Higgs Centre for Innovation – newly opened centre supporting entrepreneurs
The Higgs Centre for Innovation, which supports start-ups and SMEs working in the space and data-intensive sectors, has officially opened at the Royal Observatory Edinburgh.
The centre links to industry with cutting-edge scientific and engineering expertise. It focuses on supporting business both through incubation activities and access to facilities, including laboratories and working space, for small and medium-sized enterprises (SMEs). Connecting engineers, academics and PhD students directly with small businesses will help boost their entrepreneurial experience at the start of their research careers.

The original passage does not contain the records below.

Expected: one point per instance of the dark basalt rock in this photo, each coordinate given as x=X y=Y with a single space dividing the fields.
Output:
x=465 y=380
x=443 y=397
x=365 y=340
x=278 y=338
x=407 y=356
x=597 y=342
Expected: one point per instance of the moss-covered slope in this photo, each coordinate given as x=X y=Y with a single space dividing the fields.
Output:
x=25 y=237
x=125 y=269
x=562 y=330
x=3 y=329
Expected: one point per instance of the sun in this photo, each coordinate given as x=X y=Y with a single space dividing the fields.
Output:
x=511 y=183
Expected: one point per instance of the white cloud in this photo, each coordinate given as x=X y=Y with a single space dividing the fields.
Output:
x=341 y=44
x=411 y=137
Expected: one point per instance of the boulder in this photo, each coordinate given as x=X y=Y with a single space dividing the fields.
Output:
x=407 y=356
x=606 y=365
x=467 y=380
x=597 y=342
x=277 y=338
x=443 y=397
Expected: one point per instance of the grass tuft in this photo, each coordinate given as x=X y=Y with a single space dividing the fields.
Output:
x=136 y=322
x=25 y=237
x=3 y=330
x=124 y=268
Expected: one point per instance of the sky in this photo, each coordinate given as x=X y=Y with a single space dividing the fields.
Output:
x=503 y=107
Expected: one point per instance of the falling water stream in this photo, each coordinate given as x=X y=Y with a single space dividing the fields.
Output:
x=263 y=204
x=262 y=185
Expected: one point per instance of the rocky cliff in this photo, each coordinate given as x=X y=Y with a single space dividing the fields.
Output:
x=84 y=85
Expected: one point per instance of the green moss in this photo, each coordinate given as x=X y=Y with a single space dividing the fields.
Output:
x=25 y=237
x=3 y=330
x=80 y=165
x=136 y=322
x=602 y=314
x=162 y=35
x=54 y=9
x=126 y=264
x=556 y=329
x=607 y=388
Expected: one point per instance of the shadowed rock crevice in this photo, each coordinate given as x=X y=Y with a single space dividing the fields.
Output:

The stand-alone building at the Royal Observatory Edinburgh is run by the Science and Technology Facilities Council in partnership with the University.
£11 million investment
The Centre aims to create new market opportunities, especially in big data and space technologies. It is funded through a £10.7 million investment from the UK Government. The Science and Technology Facilities Council will invest £2million over five years to operate the centre.
Prof James Dunlop, Head of the Institute for Astronomy, University of Edinburgh reported:
The construction of the Higgs Centre for Innovation is an exciting new development in the long established collaboration between STFC and the University of Edinburgh at the Royal Observatory Edinburgh. The new centre will cement Edinburgh's reputation as a world leader in the fields of astrophysics and big data, and provide new opportunities for knowledge exchange between astronomers, particle physicists, engineers and industry.
Gillian Wright, Director of the UK Astronomy Technology Centre commented:
A huge amount of work has been put in by all partners over the past few years to develop plans for the Higgs Centre for Innovation. We look forward to developing new partnerships at the centre and seeing the benefits it will bring to future generations of scientists and industry.
The Higgs Centre for Innovation is named in honour of Professor Peter Higgs of the University’s School of Physics and Astronomy. The pioneering scientist received a Nobel Prize in Physics in 2013 for his prediction of the existence of the Higgs boson particle, which enables other particles to acquire mass. This fundamental particle was discovered by scientists at the European Organization for Nuclear Research (CERN) in 2012.